Neither Jesse Werner or Leo Werner returned messages for comment, although the speculation has long been that the family would use their share of the building, which now totals 75% of the building’s 69,000 square feet, to expand their cheese business.

Before the sale, the Bridgewater Mill was divided into four separately owned commercial spaces of varying sizes, one co-owned by Jireh Billings — who with his brother, Frank Billings, owns the Woodstock store F.H. Gillingham and Sons — and a second unit owned by a nonprofit run by Curutchet. Both units comprised the middle portion of 18th-century national historic building, where looms once made blankets for Union soldiers during the Civil War.

Together, Route 4 Makers Mill LLC paid $563,000 for Billing’s and Curutchet’s two units, according to Bridgewater Town Clerk Nancy Robinson, citing the deed transfer filed with the town — less than their $643,500 assessed value.

Article continues after...

Yesterday's Most Read Articles

Lebanon man sentenced to prison after threatening Hanover restaurant
Dartmouth graduate student union stages walkout as bargaining talks falter
Tenants scramble for housing after West Lebanon building condemned
Parker withdraws bid for early release in murder of Dartmouth professors
2024 eclipse expected to bring traffic jams to Vermont
Upper Valley residents pan post office plan to move mail sorting to Connecticut

A third three-floor unit on the east end of the building, accounting for 25% of the square footage, is owned by furniture and pottery maker ShackletonThomas and encompasses a furniture workshop, company business office and retail sales floor. The ShackletonThomas portion is not involved in the sale Curuchet’s and Billings’ portion to Route 4 Makers Mill LLC.

The three separate owners had been uncomfortably co-existing for several years, trading complaints and arguing over the mill’s maintenance and unpaid association fees, as well as delinquent tax and sewer payments to the town. Three years ago the town, after the association had accumulated an unpaid sewer bill, moved to put the Bridgewater Mill up for tax sale.

But on Monday the town received a check for $26,811 for the delinquent tax bill, said Joni Kennedy, the town’s tax collector. She said the building is also current on its property taxes.

Along with becoming the majority owners of the building, the Werners also acquire 15 tenants, including the U.S. Post Office and a Ramunto’s franchise, a jewelry designer, hair salon, a gilding studio, an architect’s office and several artists and writers in addition to rental storage units.

Two tenants will be vacating the premises, however, for a new home.

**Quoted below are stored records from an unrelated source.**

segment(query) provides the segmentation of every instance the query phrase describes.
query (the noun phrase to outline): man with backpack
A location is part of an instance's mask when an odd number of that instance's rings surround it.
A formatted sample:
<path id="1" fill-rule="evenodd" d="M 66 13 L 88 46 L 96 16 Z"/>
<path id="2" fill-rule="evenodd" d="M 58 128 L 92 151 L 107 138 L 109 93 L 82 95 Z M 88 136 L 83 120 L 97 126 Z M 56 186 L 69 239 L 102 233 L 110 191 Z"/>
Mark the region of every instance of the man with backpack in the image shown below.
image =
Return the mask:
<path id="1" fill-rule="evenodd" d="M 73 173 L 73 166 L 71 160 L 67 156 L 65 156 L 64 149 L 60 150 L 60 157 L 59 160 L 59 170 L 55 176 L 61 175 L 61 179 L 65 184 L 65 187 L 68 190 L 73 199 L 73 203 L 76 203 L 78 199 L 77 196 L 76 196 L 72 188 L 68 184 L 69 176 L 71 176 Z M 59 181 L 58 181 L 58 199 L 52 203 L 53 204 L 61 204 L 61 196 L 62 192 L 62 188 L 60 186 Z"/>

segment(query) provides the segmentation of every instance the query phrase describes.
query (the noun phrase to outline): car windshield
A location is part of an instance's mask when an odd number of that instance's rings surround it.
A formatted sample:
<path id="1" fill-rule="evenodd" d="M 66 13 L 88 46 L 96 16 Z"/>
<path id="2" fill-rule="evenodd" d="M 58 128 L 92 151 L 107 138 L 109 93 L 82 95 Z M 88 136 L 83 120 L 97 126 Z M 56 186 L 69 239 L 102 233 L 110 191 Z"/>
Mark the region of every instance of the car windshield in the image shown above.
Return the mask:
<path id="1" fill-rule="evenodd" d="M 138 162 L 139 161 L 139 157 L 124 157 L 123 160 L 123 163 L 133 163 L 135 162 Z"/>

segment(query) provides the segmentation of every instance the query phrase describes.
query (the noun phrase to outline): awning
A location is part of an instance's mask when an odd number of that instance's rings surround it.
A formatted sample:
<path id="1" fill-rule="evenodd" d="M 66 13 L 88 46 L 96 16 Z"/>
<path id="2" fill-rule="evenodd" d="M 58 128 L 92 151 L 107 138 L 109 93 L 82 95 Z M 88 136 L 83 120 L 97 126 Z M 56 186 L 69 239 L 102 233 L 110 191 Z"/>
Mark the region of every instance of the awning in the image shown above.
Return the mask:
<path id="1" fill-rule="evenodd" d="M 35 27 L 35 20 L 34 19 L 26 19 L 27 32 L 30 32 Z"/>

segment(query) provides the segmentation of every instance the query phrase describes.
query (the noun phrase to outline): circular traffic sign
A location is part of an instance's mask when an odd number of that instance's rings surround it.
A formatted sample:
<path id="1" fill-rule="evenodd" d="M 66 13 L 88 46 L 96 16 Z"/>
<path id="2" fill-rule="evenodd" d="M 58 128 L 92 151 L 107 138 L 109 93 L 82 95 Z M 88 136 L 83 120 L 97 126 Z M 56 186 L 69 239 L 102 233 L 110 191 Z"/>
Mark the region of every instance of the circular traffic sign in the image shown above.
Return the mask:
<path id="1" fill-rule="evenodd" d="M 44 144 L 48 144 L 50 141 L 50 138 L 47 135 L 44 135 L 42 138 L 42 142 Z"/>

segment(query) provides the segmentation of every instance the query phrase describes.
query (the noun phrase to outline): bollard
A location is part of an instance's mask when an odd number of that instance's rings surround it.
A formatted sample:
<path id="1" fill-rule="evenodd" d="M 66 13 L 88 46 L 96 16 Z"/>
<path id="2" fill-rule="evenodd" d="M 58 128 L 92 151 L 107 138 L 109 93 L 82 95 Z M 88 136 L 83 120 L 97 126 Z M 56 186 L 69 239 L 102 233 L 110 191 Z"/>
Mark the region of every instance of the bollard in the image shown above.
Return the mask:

Curutchet said the thrift store she operates on the third floor, in addition to a weaving studio for fiber artists where her nonprofit teaches weaving skills and repurposes old T-shirts into rugs, table runners and scarves, will be relocated to another as-yet-undecided location.

On Tuesday, Curutchet said that sale of her and Jireh’s portion of the building was bittersweet but they had a sense of satisfaction, too.

“We feel very happy about being able to do what we did,” said Curutchet, whose nonprofit had been a tenant in the building before it bought in 2015 a section that had previously been owned by Billings, where he had operated a Bridgewater location of F. H. Gillingham’s. “We had almost no tenants. We were able to incubate all these businesses who are here now. The weaving studio recycles 22 to 28 tons of fiber a year. And we work with social service organizations to provide clothing to people who need it. We did a lot of charity.”

She promised, once her thrift store and weaving studio finds a new location, “that will continue.”